Much of current U.S. law is predicated on English Common Law, which was a set of laws developed in England starting in the Middle Ages. Much of Common Law was targeted at criminals and is a source of criminal law. The concept of the Common Law is rooted in the Magna Carta, a document signed by King John in 1215 that bestowed some rights to nobles and provided for fairness through a trial. Note that England was not a democracy, so a king’s relinquishing of power was revolutionary.

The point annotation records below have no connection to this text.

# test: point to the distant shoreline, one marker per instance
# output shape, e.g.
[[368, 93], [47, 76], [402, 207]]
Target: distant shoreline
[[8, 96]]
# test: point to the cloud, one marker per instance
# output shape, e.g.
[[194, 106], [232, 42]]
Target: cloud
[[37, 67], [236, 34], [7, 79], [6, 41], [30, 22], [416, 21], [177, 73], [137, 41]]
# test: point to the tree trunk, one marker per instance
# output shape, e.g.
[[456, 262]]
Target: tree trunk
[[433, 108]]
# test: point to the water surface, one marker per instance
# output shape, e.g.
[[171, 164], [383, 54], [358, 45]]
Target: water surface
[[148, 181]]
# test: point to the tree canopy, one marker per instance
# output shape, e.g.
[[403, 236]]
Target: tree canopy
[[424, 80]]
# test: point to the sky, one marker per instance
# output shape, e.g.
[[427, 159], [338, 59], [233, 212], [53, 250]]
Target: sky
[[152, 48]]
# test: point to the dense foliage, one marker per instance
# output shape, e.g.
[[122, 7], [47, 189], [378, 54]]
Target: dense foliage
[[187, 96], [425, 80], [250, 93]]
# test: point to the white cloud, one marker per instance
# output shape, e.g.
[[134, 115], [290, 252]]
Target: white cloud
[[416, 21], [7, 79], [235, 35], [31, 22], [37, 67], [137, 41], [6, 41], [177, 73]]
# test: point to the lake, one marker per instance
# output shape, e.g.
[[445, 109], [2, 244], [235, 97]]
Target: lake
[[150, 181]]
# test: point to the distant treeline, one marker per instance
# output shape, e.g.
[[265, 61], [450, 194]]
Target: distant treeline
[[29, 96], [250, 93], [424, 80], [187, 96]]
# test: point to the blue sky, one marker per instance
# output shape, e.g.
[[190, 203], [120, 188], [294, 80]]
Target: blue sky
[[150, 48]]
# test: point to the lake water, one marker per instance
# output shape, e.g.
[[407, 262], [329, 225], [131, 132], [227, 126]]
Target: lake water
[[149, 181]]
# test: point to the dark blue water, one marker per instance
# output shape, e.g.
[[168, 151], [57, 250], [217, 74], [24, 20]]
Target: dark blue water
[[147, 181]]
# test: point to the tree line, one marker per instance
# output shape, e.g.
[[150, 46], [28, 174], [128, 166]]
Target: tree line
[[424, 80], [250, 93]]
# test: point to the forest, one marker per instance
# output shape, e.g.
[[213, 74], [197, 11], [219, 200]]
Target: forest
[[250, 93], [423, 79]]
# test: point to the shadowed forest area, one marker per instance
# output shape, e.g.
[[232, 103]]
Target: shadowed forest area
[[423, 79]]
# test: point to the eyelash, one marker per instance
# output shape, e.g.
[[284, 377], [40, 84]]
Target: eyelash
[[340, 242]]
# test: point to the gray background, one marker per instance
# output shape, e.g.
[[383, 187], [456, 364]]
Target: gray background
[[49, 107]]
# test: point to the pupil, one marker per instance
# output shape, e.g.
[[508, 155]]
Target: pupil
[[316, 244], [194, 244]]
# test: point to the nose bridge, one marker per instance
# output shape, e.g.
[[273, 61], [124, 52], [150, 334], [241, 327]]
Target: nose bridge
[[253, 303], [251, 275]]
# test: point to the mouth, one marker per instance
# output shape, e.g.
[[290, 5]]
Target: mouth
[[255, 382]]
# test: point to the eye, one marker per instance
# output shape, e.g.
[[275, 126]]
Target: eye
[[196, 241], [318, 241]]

The Common Law developed to become England’s legal system. When England created colonies in the United States, those colonies were governed by English Common Law. Even after the Colonists won the Revolutionary War in 1783 and cut ties with England, English Common Law remained the fabric of the justice system. Even today, the U.S. legal system cites English Common Law cases and laws to determine whether a ruling or law is proper.

Post-Revolutionary War

In the aftermath of the Revolutionary War, states employed English Common Law as the basis of their laws. At the time, there was no Federal government and no constitutional framework, so each state had the ability to impose laws at it saw fit. Nonetheless, states, in general, continued to use Common Law as the baseline, either by keeping the law as it was at Common Law or by modifying certain terms.

Jack Kevorkian

The use of English Common Law took an interesting turn in a Michigan courtroom during the 1990s. Dr Jack Kevorkian, a doctor who specialized in assisted suicide, faced charges of Common Law assisted suicide. The law was not part of the Michigan criminal code; instead, it was codified in England and the prosecution used that law in a US case based on English Common Law. During his trial on assisted suicide charges, Kevorkian, who never denied the action, increasingly shouted: “This is not a trial! This is a lynching! There is no law! No Law!” The court acquitted Kevorkian of the crime, noting that no such law was codified in Michigan at the time of the suicides. (Kevorkian was convicted on murder charges, which are codified under the Michigan code. The court handed him a 10 to 25-year sentence. He served seven and a half years in prison and was paroled in 2007).

Legislative Intent

When dissecting a law to determine whether it is applicable to a specific case, practitioners will look to the legislative intent of the law. They will look through the minutes of the legislature to understand the context of the law as well as the plain language of the law. For laws that have Common Law roots, a practitioner can also look to its source in England and to how English courts resolved and applied those laws. Common Law is the framework for many Texas criminal statutes, even though Texas was not an original colony. Statutes such as theft, false pretenses, larceny, and embezzlement all have roots in English Common Law.